For those who are interesting in the glory details of Linux scheduler (in version 2.6), you can take a look at the relevant pages from “Understanding the Linux Kernel” by Daniel Pierre Bovet and Marco Cesati. Here is the link to the pages from Google Book.
Just wanted to clarify one small detail. The book says that when a process from the active list is blocked before the expiry of its time, it is placed back on the active list but with the time quantum equal to the time the process utilized in the earlier time quantum (i.e., reduced time quanta actually). And as you mentioned in the lecture, different priority levels have different time quanta, so it seems to be logical to assume that the priority for the process will be recomputed to account for the change in time quanta. However, in lecture slides, it is mentioned that priority is only recomputed when a process is moved from active to expired list. These two things appear to be contradictory (unless I am wrong which is very possible :P ). Will be grateful if you could please help me here :)
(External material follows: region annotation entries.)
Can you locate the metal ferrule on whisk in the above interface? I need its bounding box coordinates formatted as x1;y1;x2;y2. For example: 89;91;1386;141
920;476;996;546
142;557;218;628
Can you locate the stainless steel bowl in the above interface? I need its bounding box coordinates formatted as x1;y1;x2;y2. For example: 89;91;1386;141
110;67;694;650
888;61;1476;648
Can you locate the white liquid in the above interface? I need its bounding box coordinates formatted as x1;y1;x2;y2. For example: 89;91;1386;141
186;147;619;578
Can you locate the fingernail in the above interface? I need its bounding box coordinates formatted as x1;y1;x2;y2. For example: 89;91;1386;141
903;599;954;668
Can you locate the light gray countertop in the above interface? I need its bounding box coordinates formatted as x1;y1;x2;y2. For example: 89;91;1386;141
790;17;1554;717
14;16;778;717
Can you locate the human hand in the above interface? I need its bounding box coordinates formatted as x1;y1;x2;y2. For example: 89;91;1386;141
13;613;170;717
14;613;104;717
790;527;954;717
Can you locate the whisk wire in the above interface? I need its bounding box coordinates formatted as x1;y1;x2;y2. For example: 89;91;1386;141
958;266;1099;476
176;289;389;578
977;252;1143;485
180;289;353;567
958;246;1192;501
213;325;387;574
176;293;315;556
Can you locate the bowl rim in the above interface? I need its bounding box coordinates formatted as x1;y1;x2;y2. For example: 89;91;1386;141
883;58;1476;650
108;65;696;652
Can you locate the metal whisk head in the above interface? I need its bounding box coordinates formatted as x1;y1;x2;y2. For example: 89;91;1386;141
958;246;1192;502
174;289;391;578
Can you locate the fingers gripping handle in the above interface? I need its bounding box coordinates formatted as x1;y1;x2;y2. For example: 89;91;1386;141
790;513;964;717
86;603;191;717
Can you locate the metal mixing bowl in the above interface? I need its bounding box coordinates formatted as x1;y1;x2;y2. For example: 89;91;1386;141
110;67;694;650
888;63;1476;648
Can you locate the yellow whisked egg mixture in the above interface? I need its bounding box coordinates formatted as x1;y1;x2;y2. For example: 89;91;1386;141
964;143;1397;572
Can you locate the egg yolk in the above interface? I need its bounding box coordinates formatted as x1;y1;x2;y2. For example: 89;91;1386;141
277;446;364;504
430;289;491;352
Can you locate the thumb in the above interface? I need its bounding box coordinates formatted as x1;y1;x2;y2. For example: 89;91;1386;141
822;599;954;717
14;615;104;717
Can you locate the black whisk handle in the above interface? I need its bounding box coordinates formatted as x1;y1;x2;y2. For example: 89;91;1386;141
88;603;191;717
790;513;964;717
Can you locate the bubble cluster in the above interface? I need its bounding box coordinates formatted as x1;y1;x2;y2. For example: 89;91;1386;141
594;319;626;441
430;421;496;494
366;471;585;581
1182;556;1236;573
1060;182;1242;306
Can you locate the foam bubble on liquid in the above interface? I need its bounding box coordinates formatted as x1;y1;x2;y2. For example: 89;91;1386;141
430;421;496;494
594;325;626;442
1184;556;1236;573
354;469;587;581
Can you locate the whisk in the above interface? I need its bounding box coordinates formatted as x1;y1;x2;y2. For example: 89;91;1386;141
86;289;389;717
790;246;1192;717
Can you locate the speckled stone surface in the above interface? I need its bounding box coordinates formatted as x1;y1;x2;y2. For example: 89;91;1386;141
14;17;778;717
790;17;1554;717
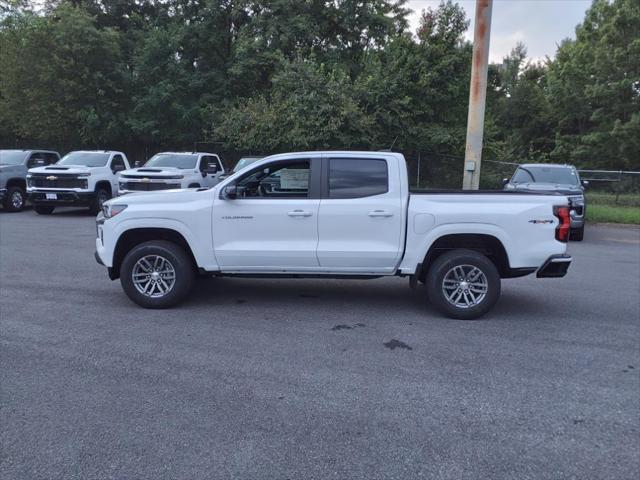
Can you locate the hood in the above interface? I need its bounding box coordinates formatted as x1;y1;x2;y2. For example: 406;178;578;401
105;188;202;205
510;182;583;195
29;165;91;175
120;167;185;178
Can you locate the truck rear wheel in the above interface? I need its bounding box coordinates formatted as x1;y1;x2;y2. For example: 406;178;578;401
427;249;500;320
120;240;195;308
4;185;25;212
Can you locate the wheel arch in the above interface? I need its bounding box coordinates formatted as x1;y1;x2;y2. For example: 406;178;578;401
109;227;198;280
416;233;512;282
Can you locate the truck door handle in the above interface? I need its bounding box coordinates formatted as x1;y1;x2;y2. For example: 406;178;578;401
369;210;393;217
287;210;313;217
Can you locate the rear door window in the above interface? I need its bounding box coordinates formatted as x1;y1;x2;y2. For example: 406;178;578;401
329;158;389;198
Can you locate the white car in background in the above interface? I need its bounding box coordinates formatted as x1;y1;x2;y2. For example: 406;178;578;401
118;152;225;195
27;150;129;215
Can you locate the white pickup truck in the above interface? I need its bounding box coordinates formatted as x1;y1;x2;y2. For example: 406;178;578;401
118;152;225;195
27;150;129;215
96;151;571;319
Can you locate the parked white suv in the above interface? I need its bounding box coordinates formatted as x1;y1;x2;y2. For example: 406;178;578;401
96;152;571;319
27;150;129;215
118;152;225;195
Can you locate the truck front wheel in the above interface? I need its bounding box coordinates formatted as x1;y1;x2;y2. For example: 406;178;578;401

There are two variables here, the allocated time quantum and the remaining time quantum. When a process blocks for I/O and is put back into the active list, the remaining time quantum becomes smaller, since the process spent some time running on the CPU. But the allocated time quantum for the process remains the same. When a process changes priority, the allocated time quantum changes, and the remaining time quantum is reset to full again.
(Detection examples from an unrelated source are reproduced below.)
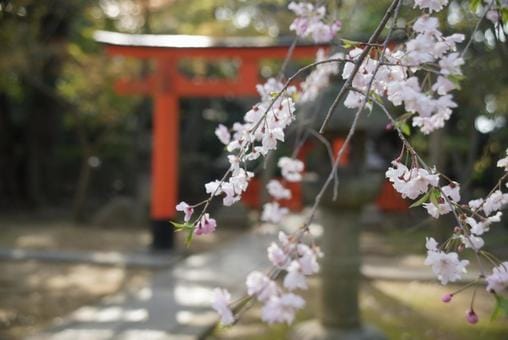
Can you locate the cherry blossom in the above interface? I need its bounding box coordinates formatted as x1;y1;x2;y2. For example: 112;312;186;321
246;271;279;302
486;262;508;294
266;179;291;200
277;157;304;182
424;238;469;285
288;2;342;43
195;213;217;236
215;124;231;145
176;201;194;222
261;202;289;223
267;242;290;269
386;161;439;199
415;0;448;13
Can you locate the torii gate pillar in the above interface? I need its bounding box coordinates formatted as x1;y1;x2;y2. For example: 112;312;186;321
95;31;324;249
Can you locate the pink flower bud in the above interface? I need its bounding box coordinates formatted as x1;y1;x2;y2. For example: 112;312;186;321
466;309;478;325
441;293;453;303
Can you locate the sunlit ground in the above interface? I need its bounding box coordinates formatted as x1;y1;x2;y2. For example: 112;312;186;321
209;279;508;340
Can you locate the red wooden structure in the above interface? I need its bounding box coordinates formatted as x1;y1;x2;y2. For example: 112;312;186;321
95;31;322;248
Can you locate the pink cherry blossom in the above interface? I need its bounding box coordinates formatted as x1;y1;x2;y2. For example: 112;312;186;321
194;213;217;236
176;201;194;222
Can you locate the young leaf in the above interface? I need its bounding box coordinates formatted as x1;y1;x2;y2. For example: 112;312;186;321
169;221;194;231
430;188;441;207
409;191;431;208
490;294;508;321
399;122;411;136
185;230;194;248
341;39;358;49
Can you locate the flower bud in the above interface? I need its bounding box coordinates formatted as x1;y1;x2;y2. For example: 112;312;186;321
441;293;453;303
466;309;478;325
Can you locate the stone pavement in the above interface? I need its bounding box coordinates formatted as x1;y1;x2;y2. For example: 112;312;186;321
22;217;474;340
0;248;181;269
28;233;273;340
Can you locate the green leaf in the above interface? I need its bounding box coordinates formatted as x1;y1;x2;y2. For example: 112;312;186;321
501;8;508;23
341;39;359;49
490;294;508;321
409;191;431;208
399;122;411;136
185;229;194;248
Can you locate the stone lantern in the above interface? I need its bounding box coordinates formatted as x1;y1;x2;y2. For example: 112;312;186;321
292;87;386;340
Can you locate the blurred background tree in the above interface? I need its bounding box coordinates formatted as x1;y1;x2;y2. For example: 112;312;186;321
0;0;508;220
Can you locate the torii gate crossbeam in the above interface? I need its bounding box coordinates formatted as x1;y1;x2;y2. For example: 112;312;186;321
95;31;324;249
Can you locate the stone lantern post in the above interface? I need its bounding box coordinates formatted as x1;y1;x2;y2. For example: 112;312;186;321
292;89;386;340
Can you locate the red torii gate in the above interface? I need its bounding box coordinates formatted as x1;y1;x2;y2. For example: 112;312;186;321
95;31;323;249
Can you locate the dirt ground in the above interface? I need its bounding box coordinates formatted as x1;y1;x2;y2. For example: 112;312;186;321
0;218;244;340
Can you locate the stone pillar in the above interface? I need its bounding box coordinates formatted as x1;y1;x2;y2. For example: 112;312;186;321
320;207;361;329
292;173;385;340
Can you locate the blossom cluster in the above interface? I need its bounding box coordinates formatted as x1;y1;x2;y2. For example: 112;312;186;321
342;9;464;134
288;2;342;43
425;238;469;285
177;0;508;325
176;49;341;235
212;232;321;325
386;149;508;302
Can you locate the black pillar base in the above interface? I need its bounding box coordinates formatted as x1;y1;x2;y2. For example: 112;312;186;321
151;218;175;250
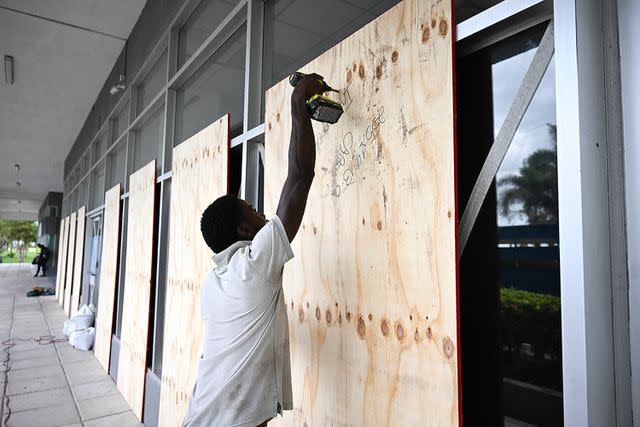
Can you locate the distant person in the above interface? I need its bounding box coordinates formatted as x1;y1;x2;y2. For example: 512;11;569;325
33;243;50;277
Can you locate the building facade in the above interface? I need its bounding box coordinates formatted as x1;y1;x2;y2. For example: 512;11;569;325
56;0;640;426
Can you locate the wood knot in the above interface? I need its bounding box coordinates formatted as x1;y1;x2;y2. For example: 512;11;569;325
422;27;430;44
380;319;389;337
442;337;454;359
396;322;405;342
358;316;367;338
438;18;449;37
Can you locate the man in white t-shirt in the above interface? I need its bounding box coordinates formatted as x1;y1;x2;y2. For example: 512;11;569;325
183;74;323;427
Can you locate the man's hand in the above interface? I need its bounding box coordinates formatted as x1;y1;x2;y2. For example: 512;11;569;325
291;73;326;104
277;74;326;242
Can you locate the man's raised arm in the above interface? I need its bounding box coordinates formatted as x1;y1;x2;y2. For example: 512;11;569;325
277;74;324;242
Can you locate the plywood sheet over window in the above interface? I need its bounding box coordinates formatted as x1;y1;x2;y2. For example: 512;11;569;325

Thanks for the prompt reply, prof. I understand what you say but I think I didn’t frame my question properly before :(
So, the priority level of the process which was blocked for IO and didn’t utilize its quanta fully will change when it comes back to the ready state again?
Actually, no. The linux scheduler, as described on Page 750, rejoins the same queue after it blocks for I/O, with the same priority level.
The priority level is recalculated using sleep_avg when moving from the active list to the expired list.
Errr…I am very confused now. I quote – “If the task blocks, for instance to wait for an I/O event, before its timeslice expires, once the event occurs and its execution can resume, it is placed back on the original active array, and its timeslice is decremented to reflect the CPU time it already consumed”. How can the task join the same priority level but has a decremented timeslice?? :O
Let me rephrase what the book says in the context of my reply above:
If the task blocks, for instance to wait for an I/O event, before its used up all its allocated time quantum, once the event occurs and its execution can resume, it is placed back on the original active array at the same priority level as before, and its remaining time quantum is decremented to reflect the CPU time it already consumed
Oh, I see. I thought they they meant to decrement the next quantum available to the task. It was quite simple all the while :((
Hmm, i think that could mean giving the same MAX_quantum but time_left is reduced to account for the processing time b4 IO.
However, im puzzled about them going to higher priority level. Whats the purpose of refilling its quantum again(when priority goes up) compared to using time_left when priority stays the same. im guessing the reason for increasing quantum is because after user enters input, increasing priority will make the OS more responsive. And thus, using the time_left as quantum will be a little conflicting because time_left might be too low and it defeats the purpose of increasing priority?
For Linux scheduler, the designer believes that higher priority processes tend to be interactive processes, and thus deserve to be allocated a larger time quantum to keep them in the active list longer. Thus a larger quantum is allocated to a process when its priority becomes higher.
In a priority queue, does quantum time affect process with different priority? Or it only affect the same priority level?